Corriere della Sera (Bergamo)

I CONFINI IN CASCINA

- Di Davide Ferrario

Ci sono storie vere che sembrano scritte da uno sceneggiat­ore di commedie all’italiana. Una si sta svolgendo a Casirate d’Adda, frazione Malossa. Lì, fin dai primi del Novecento, la famiglia Mavero vive lavorando la terra e allevando animali. Una dozzina di anni fa, approfitta­ndo del Pgt che, pieno di buone intenzioni, punta a ripopolare le campagne, una coppia compra un pezzo della cascina Malossa, ci va a vivere e ci installa anche un bed&breakfast. Ma in questa avventura imprendito­riale non si applica la celebre regola «pecunia non olet». Infatti, mentre il maiale sotto forma di salame nostrano a km zero è graditissi­mo ai clienti, lo stesso animale, sotto forma di essere vivente e olezzante, pone un serio problema alle narici degli ospiti.

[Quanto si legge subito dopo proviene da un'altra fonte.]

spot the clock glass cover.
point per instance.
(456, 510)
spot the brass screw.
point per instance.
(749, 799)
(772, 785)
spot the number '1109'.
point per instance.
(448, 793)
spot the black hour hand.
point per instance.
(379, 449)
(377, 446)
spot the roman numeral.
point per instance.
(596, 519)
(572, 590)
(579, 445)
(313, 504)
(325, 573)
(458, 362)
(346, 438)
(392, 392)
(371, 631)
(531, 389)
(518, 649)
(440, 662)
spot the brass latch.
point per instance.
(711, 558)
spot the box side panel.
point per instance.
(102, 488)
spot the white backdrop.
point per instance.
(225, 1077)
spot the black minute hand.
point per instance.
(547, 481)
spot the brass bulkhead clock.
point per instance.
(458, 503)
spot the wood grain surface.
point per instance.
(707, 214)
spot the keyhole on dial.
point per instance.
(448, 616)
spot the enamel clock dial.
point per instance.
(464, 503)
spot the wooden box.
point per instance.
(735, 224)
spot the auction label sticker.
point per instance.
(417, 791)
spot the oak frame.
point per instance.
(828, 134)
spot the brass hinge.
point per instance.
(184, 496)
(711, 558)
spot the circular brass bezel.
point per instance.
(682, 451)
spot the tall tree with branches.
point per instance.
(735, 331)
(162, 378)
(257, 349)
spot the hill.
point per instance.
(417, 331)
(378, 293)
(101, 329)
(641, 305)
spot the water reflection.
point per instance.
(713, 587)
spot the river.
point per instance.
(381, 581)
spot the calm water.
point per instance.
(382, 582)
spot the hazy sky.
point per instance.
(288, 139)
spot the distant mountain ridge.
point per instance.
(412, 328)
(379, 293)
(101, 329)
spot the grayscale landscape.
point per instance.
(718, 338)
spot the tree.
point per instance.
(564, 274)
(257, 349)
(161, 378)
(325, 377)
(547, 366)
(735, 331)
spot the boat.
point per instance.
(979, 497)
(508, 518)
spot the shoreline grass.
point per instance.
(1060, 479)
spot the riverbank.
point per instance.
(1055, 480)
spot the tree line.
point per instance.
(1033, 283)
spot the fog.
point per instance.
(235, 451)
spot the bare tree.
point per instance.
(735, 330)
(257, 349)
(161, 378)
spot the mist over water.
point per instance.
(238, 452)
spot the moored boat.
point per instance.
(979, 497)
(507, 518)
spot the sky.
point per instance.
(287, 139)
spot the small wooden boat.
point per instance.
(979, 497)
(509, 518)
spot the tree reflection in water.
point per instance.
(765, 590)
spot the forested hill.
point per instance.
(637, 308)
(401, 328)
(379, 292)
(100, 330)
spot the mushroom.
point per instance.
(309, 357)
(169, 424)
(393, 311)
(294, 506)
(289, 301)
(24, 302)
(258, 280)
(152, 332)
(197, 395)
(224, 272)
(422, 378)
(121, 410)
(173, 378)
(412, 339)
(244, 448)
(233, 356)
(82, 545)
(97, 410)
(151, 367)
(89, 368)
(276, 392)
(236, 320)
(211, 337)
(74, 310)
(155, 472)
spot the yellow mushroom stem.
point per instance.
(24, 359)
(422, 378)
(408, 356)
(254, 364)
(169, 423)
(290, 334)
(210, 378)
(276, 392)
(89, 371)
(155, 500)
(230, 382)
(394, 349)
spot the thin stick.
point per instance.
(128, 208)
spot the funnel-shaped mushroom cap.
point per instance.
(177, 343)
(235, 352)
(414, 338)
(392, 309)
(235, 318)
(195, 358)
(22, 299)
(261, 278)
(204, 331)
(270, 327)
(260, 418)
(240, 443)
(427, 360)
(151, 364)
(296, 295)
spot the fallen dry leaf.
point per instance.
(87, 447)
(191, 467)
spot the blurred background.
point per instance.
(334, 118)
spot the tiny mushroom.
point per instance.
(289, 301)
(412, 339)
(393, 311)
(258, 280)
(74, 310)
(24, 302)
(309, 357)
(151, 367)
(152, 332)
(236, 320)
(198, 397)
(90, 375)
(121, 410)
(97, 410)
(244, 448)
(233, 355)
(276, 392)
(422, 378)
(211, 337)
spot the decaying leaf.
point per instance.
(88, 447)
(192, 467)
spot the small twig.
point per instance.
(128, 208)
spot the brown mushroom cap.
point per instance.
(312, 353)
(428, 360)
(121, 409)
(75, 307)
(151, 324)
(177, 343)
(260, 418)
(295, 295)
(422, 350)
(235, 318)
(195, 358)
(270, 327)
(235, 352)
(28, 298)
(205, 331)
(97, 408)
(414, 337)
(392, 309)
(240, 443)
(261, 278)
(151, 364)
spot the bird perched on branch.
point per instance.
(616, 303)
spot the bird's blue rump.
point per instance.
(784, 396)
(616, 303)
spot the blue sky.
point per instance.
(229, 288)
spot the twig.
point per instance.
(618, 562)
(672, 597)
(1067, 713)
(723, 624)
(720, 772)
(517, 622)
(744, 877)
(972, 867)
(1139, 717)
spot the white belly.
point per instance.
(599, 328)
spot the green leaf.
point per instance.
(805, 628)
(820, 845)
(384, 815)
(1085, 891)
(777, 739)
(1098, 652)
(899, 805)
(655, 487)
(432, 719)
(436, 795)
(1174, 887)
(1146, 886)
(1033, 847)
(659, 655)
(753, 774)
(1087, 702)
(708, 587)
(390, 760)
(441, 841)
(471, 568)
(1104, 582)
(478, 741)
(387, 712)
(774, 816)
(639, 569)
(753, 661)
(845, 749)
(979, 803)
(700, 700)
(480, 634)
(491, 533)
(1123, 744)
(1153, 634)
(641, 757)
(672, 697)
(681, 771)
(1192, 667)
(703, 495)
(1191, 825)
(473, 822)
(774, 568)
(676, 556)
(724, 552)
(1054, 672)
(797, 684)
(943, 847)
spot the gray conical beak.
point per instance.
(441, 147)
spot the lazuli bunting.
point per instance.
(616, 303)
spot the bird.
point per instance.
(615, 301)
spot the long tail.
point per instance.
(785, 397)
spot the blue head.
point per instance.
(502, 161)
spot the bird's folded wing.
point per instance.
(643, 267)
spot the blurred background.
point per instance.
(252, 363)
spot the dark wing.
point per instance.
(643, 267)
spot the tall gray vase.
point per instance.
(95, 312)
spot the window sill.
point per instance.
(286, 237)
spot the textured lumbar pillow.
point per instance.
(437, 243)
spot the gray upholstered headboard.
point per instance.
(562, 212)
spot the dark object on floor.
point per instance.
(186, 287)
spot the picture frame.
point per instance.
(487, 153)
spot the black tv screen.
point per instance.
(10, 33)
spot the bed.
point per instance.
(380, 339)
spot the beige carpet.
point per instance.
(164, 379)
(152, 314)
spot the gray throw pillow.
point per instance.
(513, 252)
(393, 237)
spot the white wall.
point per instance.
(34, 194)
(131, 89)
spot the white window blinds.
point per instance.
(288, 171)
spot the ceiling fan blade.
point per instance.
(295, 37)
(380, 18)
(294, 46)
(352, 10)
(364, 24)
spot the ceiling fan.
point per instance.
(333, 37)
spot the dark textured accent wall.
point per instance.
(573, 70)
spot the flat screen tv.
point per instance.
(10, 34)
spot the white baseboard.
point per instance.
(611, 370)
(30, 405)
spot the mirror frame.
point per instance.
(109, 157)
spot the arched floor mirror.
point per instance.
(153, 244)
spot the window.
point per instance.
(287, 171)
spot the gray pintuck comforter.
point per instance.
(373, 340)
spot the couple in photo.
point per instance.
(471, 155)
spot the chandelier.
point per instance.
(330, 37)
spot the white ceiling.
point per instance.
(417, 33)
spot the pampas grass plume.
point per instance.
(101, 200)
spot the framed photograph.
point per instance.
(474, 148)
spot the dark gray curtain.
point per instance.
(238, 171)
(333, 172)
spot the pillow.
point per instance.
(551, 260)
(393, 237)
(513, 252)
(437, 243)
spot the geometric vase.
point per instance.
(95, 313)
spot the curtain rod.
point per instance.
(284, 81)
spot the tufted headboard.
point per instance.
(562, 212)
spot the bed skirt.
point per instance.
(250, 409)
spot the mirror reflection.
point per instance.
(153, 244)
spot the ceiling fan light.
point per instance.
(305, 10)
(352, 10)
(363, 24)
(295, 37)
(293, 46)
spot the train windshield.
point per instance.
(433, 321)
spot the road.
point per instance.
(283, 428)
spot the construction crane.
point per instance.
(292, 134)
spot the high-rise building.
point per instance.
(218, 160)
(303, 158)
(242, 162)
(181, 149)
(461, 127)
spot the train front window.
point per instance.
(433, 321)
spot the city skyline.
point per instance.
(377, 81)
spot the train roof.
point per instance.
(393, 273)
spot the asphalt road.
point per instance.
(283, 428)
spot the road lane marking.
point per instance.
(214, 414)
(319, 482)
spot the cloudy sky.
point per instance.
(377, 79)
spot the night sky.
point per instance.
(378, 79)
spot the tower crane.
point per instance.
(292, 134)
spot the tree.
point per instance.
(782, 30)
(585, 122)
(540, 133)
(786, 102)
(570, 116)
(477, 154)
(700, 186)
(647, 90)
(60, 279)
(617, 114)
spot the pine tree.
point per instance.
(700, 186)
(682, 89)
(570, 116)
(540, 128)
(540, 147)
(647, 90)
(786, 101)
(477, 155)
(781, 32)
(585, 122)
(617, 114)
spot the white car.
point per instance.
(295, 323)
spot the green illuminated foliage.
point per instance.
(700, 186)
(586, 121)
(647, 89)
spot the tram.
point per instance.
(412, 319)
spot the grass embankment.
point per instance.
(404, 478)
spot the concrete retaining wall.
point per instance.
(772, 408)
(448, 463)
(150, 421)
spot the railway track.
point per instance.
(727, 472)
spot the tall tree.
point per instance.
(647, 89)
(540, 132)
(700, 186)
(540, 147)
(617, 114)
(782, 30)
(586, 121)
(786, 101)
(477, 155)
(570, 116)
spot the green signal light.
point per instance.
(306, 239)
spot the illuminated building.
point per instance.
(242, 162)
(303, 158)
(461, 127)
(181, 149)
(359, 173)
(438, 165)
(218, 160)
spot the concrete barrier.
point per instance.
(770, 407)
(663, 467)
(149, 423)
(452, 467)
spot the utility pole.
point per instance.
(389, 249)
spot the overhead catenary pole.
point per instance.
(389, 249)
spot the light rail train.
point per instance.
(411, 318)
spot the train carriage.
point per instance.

E così pure capre e galline. A questo punto si adiscono le vie legali. Il Comune sancisce che i Mavero possono restare, ma gli animali se ne devono andare. «E dove li mettiamo?», si chiedono i proprietar­i. E qua si apre anche l’appendice animalista della questione. Che finisce, a causa di un corto circuito di competenze, nientemeno che sul tavolo del presidente della Repubblica. Il quale passerà dai molti problemi internazio­nali che ha per le mani anche a dirimere quel che succede sull’aia di Casirate. La storia propone anche un’istruttiva morale a proposito del popolare slogan «Padroni a casa nostra». Dove si tirano i confini di casa propria? Può essere il naso a stabilire un confine? O forse le case, come le patrie, sono un concetto più mobile dei muri che le delimitano?